Making of #IAN - Technical Appendix
TL;DR: Preprocessing text, fine-tuning with Google TRC and deploying. Not a lot of jokes.
When I published the Making of #IAN post last weekend, I thought it would be fine to skip the technical details, because, really - who cares? Boy was I wrong1. A lot of people reached out to me and asked me for details of how I did it2. I have a lot of other cool things I want to show you on this Substack, but providing more details on the process of building a #IAN appears to be reasonably high-priority. So, here it is, the “technical appendix”.
Extracting and preprocessing text.
First you want to collect the text to finetune your language model. This part is fiddly. But I think there is no way around that - the relevant data is spread over different platforms3 with different formatting that require different tools for extraction. Really, I think it’s almost surprising that this kind of information pooling is possible at all. Language is great.

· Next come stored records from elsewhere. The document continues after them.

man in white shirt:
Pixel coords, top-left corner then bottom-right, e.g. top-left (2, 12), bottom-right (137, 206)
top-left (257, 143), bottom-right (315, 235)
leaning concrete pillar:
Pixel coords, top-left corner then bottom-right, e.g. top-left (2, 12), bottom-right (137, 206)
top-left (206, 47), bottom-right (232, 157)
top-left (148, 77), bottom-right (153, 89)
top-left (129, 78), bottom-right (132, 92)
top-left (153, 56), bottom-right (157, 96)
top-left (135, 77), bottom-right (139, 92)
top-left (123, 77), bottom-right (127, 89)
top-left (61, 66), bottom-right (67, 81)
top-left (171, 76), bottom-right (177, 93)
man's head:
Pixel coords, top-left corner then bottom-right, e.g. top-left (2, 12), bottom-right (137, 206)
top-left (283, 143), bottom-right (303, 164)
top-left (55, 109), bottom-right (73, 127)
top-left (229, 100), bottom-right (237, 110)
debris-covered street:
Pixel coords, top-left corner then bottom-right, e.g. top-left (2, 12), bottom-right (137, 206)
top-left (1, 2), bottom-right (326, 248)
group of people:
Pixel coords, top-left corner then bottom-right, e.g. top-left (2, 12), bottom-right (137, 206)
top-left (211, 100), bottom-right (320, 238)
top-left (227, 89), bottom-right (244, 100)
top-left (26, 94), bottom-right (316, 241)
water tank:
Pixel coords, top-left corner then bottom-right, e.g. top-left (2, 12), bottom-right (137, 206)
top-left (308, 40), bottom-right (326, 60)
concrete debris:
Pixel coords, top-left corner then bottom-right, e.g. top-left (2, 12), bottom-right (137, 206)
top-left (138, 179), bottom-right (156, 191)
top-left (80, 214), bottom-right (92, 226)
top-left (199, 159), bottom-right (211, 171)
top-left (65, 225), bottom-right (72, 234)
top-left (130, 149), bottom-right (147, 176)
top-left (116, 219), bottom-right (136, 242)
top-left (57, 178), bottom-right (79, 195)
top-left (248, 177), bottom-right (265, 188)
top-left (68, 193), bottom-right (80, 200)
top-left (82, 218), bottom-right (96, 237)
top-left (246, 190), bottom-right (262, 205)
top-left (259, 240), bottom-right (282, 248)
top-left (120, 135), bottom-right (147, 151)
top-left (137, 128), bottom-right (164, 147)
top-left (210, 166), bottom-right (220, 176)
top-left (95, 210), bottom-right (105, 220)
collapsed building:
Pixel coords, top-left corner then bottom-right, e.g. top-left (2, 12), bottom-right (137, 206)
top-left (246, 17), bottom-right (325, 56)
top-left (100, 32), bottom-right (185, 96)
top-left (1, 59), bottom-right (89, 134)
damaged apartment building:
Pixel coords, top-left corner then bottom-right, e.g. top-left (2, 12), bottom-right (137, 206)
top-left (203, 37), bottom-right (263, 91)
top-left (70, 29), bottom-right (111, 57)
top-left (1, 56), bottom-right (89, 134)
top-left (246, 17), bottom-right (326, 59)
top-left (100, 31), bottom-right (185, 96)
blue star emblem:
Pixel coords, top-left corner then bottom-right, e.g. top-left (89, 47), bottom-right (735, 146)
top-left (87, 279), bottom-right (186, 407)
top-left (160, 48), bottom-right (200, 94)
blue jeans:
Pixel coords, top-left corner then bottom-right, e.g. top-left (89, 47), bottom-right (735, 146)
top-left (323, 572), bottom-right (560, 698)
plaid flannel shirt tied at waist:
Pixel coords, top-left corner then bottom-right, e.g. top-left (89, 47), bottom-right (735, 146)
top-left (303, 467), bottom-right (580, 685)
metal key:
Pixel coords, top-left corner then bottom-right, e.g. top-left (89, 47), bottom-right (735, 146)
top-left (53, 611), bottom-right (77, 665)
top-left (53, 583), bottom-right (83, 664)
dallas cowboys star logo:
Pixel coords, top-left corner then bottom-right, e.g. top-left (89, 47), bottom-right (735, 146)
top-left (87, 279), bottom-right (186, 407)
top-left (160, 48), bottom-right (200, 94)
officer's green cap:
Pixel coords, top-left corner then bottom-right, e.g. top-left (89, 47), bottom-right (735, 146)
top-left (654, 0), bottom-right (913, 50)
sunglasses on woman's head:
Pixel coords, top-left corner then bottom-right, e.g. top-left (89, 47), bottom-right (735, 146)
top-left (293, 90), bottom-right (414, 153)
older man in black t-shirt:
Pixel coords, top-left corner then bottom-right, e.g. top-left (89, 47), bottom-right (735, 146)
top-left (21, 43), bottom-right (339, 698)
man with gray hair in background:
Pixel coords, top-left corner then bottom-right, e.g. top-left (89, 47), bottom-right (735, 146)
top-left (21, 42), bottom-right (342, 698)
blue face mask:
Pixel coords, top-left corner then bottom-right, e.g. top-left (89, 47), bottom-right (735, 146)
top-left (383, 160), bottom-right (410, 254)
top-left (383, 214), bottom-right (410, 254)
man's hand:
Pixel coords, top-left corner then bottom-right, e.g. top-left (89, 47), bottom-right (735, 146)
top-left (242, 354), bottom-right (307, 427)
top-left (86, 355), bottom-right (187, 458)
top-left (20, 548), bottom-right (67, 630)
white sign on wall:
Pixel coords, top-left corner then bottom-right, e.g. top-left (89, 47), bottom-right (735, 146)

In the next paragraphs I provide a high level description of what I did for each platform, but if you prefer jumping straight into the code, here is a Github repository.
Roam Research. I exported the database as one large .json file which I then stripped all metadata. I recursively traversed the json using this function and searched for the key string
. As postprocessing, it makes sense to either delete all block references (that's what I did) or to replace them with their reference (this obviously introduces duplicates to your training set and increases overfitting). Some Roam js plug-ins like the RoamEnhancement pdf highlighter introduces a lot of redundant code to your graph, consider removing this as well in preprocessing.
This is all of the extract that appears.